“到底要需要多少钱,你说个价”驴哥有点不耐烦了。
“吕老弟,你说这话我就不爱听了,什么钱不钱的,这都不重要。我算算啊……。两万块应该够了。”
画家一听撇着嘴乐了,金老板说:“老弟,别误会,这钱不是给我,是另有用途。首先,咱们得把她的家人都聚齐了。然后,得找一个人气少的地方,不然阳火太旺,鬼离着太近会伤到她。到时候,所有的人活人得穿着死人穿过的衣服,道理同上,为了遮盖阳气。还有就是,这顿饭即有活人,又有鬼魂,活人吃的东西好办,这死人吃的东西,就得特殊处理,懂了不?小老弟?”
就在驴哥以为这金老板洗心革面的时候,这老家伙又补了一句:“整个过程请我出手的话,还得加点劳务费什么的。这些技术活儿那些小年青的根本干不了,还得我老人家亲自出马,不过既然是您两们的事情,我就打个对折,只收一半的钱……”
“你啊你啊”驴哥无奈地点了点头,但是画家又把价向下压了一些,最后敲定价钱,几个人分头行动,开始筹划起来。
当天晚上,驴哥和画家从再次登门的女鬼那里,得到了其家人和男友的联系方式。由画家负责找人,驴哥叫他就算说破天也得把人都弄到北京来,没钱就给出机票,要是请假就报销误工费,实在不来就叫那女鬼自己和他们说。

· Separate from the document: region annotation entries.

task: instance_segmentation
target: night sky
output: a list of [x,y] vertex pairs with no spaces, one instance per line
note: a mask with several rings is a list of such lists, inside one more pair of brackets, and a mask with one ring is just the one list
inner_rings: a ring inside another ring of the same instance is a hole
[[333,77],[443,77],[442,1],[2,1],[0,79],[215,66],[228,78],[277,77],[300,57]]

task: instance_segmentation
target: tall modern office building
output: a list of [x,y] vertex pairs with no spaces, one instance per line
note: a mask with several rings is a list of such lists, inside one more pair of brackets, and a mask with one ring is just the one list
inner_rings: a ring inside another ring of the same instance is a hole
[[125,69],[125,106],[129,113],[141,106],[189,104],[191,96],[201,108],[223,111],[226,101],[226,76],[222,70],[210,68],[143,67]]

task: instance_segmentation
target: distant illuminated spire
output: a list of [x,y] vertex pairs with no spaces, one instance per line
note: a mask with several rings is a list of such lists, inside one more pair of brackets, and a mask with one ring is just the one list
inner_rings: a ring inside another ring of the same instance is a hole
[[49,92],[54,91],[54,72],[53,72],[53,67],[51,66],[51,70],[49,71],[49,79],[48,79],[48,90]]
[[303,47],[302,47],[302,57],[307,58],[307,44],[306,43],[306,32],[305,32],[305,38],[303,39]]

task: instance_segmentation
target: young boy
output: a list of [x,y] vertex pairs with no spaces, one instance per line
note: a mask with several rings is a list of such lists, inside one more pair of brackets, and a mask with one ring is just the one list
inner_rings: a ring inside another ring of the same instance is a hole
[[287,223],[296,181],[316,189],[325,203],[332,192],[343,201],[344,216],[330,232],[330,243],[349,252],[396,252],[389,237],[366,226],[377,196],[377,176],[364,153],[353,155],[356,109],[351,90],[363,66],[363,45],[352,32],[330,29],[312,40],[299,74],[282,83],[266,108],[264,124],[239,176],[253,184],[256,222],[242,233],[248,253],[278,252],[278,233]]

驴哥布置好画家要做的事之后,自己跑了几个地方,租了一间大冷库,这本来是食堂用来储存食品的。金老板说要找一个阴寒之地,驴哥就想了这个办法。冷库租下来之后,按金老板说的方法收拾一遍,最后又去火葬场,贿赂那些工人后说自己要买点东西,最后又在那些工人看精神病的眼神中,抱着衣服仓皇逃走。
金老板准备的东西,技术含量算是最高的。糯米混上粘米上锅蒸,半夜拿出来放到月光下阴干,这种米叫阴米,据说鬼是可以吃的。又用写过符文的金箔银箔包了很多食物,这些用到时候放到桶里用火烧,这边烧成灰,那边鬼就会收到。
三个人各负责一块,前前后后忙了一周时间,总算把要置办的都弄齐了,何锦生前的父母和男友,也都被画家生拉硬拽弄到了北京。这也多亏那女鬼告诉画家很多外人不可能知道的事情,如女鬼父母吵架时的细节啊,哪年离的婚啊,离婚后谁偷着给过女鬼多少钱啊。这些信息外人根本不可能知道,那父母就将信将疑跟着来了。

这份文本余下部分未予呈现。